The Perils of Mirror-Magic
“Never get between two mirrors.”
In his 1991 novel Witches Abroad, Terry Pratchett warns of the dangers of getting trapped between mirrors.
The danger he writes of is real, especially for witch-kind.
Let me tell you a story.
Stepping out of the hotel-room shower, I catch an unexpected glimpse of myself from behind in the mirror on the wall in front of me, vertiginously reflecting back from the mirror on the bathroom door behind me. It's disorienting, seeing your own back, right there in front of you: an out-of-body experience, almost.
Like many gay guys, I'm probably over-engaged with graceful aging. As always, the territory manages to look simultaneously familiar, and alluringly mysterious.
“Damn, boy,” I think approvingly, “Looking pretty good.”

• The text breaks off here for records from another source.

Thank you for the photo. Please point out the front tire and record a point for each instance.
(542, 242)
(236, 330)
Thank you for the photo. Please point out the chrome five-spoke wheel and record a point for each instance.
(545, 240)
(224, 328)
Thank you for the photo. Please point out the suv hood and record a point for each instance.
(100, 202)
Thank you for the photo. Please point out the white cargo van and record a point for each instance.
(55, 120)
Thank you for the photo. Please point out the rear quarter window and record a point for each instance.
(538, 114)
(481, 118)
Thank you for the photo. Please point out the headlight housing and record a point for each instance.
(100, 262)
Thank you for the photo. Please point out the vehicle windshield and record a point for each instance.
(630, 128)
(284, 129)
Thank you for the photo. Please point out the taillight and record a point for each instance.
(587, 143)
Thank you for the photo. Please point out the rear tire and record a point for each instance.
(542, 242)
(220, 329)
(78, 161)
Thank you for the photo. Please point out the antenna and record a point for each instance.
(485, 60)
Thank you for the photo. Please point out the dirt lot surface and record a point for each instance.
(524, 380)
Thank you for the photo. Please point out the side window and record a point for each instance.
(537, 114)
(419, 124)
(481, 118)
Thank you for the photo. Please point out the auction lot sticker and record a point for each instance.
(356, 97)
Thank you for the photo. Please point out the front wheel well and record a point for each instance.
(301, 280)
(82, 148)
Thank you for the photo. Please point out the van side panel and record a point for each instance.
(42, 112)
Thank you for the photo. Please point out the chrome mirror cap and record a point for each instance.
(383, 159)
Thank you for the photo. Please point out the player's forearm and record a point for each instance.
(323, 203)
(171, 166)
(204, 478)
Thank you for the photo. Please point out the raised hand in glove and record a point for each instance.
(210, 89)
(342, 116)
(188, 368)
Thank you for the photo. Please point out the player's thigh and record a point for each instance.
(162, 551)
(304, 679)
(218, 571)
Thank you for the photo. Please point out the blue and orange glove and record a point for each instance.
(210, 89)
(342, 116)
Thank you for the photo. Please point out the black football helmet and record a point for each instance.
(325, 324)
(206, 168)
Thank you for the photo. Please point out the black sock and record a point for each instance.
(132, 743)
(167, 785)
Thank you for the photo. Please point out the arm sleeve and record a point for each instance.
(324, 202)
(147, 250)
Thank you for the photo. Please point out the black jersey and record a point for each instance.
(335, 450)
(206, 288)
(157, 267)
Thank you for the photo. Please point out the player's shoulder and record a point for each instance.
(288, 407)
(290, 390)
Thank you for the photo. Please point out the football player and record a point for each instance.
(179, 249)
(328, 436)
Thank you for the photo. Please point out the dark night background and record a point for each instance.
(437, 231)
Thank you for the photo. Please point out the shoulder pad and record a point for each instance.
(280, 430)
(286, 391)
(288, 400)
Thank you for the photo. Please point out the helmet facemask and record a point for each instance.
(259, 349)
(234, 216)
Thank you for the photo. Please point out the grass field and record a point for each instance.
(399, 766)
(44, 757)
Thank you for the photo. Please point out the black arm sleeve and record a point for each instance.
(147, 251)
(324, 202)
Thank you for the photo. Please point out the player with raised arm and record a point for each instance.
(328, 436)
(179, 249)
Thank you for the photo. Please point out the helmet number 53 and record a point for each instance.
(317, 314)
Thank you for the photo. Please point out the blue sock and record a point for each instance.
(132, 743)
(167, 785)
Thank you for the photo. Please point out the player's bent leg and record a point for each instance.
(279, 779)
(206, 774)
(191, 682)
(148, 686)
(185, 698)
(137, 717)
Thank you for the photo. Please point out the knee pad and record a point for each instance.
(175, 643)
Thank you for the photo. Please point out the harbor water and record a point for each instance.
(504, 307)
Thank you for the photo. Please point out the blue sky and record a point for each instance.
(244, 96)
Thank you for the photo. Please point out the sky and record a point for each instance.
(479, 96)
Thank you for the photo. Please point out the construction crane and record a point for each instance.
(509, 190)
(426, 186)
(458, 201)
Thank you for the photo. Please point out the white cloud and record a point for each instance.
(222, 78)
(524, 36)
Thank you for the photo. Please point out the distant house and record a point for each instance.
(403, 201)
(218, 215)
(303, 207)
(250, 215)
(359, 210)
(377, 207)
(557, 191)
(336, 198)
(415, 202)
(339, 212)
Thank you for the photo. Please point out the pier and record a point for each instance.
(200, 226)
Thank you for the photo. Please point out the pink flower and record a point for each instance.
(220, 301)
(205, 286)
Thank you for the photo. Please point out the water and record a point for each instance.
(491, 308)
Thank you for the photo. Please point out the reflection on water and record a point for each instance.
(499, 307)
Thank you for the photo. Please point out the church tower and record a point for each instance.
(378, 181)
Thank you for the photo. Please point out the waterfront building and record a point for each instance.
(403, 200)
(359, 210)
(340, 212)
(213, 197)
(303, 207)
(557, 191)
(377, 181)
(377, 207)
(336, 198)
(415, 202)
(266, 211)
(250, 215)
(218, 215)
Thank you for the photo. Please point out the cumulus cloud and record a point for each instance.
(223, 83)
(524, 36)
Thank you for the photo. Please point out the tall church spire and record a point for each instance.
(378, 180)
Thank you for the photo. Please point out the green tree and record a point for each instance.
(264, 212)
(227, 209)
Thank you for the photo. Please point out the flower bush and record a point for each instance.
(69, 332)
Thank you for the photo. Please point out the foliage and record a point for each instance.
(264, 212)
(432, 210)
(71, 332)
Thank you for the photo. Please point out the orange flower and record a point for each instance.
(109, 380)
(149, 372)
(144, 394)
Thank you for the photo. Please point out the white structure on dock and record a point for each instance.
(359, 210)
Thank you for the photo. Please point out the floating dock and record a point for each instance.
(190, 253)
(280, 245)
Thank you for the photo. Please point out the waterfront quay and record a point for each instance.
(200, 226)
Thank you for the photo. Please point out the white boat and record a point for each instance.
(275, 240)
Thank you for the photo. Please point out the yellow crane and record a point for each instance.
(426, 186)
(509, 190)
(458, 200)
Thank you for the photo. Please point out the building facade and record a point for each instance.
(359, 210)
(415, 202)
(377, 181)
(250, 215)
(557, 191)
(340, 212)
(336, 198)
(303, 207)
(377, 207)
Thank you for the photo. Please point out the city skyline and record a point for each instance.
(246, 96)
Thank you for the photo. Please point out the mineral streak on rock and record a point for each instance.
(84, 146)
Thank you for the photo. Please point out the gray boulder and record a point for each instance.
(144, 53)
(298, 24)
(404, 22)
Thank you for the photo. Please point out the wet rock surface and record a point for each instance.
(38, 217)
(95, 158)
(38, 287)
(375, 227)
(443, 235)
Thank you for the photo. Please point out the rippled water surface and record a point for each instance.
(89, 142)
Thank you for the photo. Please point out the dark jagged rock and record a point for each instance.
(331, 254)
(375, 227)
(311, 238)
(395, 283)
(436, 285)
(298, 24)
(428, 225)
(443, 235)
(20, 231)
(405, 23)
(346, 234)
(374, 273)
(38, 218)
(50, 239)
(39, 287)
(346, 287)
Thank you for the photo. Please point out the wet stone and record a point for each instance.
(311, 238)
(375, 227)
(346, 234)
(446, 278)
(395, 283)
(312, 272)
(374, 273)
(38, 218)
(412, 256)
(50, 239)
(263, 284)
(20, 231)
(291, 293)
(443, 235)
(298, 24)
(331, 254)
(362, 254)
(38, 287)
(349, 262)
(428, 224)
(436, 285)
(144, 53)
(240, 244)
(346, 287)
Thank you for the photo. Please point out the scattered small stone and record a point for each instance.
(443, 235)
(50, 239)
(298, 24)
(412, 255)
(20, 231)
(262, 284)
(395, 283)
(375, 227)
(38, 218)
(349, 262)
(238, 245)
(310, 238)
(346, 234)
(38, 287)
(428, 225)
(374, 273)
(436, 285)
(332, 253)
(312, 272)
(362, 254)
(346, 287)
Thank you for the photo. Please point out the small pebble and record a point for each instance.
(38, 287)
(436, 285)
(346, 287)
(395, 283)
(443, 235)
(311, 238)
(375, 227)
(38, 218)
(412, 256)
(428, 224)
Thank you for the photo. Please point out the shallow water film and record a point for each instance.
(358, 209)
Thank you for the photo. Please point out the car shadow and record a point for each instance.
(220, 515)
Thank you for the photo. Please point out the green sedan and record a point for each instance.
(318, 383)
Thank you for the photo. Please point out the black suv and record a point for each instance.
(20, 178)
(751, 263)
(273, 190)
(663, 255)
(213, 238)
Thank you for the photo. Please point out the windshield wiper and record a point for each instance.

As it happens, I'm prepping for an event later this summer at which I need to look my lean and rangy best, so it's reassuring to know that the regimen is paying off.
A day or two later, back at home, I find myself—uncharacteristically—checking out the rear view again with the aid of a hand mirror.
Next day, I'm at it again. Now, I've got as much gay narcissism as the next guy (f*ck you, Sigmund Freud), but—as the saying goes—third time makes the charm.
“No,” I think firmly, and lay down the mirror.
Forewarned is forearmed. Thank you, Terry Pratchett.
Our own hinder regions being something that we don't much see, they readily become for us a liminal territory: us/not-us; familiar/mysterious.
The Self as Other: one of the Horned's deeper mysteries.